Another strategy that has been investigated is biophysical stimulation of MSCs. Priming approaches, including altering the texture and rigidity of culture surfaces, may influence cytokine release by MSCs [77]; however, this method has limited scalability. In an effort to create an environment that is analogous to that of the MSC niche, researchers have investigated the use of a variety of 3D based cell culture approaches [78]. When maintained in a three-dimensional environment, MSCs tend to produce more immunomodulatory factors. Spheroid creation is the most popular approach for MSC 3D cultivation [79]. Under these conditions, less oxygen may diffuse into the inner layer of cells, creating a hypoxic environment that enhances cell-cell interactions and modifies the release of immunomodulatory molecules. MSCs secreted more TSG6, HGF, and PGE2 when cultured in 3D spheroids; IDO activity and the ability to limit T-cell proliferation were both found to be attenuated when MSCs were cultured in aggregates [80][81]. Hydrogel encapsulation of MSCs is one of the most exciting approaches for producing a 3D-MSC-secretome. Hydrogels permit the change of the mechanical properties such as rigidity and firmness and the inclusion of patterns unique to the natural ECM, both of which increase the secretome’s complexity. Recent attention has been drawn to biopolymer hydrogels due to their capacity to alter the paracrine actions of MSCs [82][83]. The field of cell engineering is expanding fast, making all these methods particularly attractive.

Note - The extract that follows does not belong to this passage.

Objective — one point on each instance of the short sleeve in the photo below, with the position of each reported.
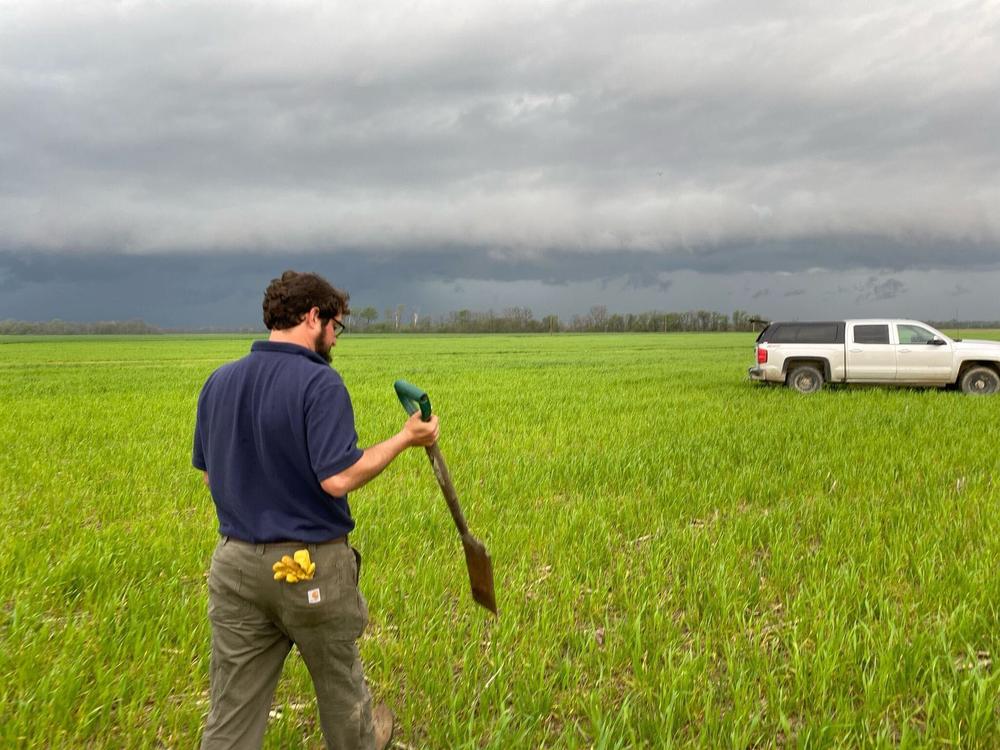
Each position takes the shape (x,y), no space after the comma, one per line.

7. Effect of Macrophages on Mesenchymal Stem Cells

Guihard et al. demonstrated that conditioned media from human monocytes activated with LPS or TLR ligands promoted bone formation by human BM-MSCs [84]. M1 macrophages promote osteogenesis in MSCs via stimulating the COX-2-PGE pathway [85][86][87]. Regardless of their polarization status (M0, M1, or M2), human ADSCs can be blocked from transforming into adipocytes in vitro by macrophage derived supernatants [88]. According to previous studies, M2-type macrophages enhance MSC proliferation and migration, but M1-type macrophages cause MSC apoptosis [89][90]. According to de Witte et al., the phagocytosis of MSCs by monocytes is essential for the immunological regulation of MSCs [91]. Li et al. discovered that enhanced synthesis of TSG-6 in response to contact with pro-inflammatory macrophages improves MSCs’ inhibitory control of T-cells and macrophages [92]. Mouse BM-MSCs cocultured with macrophages enhanced IL-10 release in response to LPS stimulation via a PGE2-dependent mechanism. MSCs cannot secrete PGE2 under coculture conditions unless activated by TNF-α and iNOS generated by macrophages [93]. In response to pro-inflammatory cytokines produced by macrophages, MSCs produce immune modulators such as PGE2 and IL-1RA [94]. According to the aforementioned research, macrophages produce cytokines that activate MSCs after being activated by pro-inflammatory mediators MSCs respond to the activation of macrophages by modulating the immune response. There is a feedback loop between macrophages and MSCs within the disease microenvironment. MSCs and macrophages work together to keep the inflammatory environment in balance.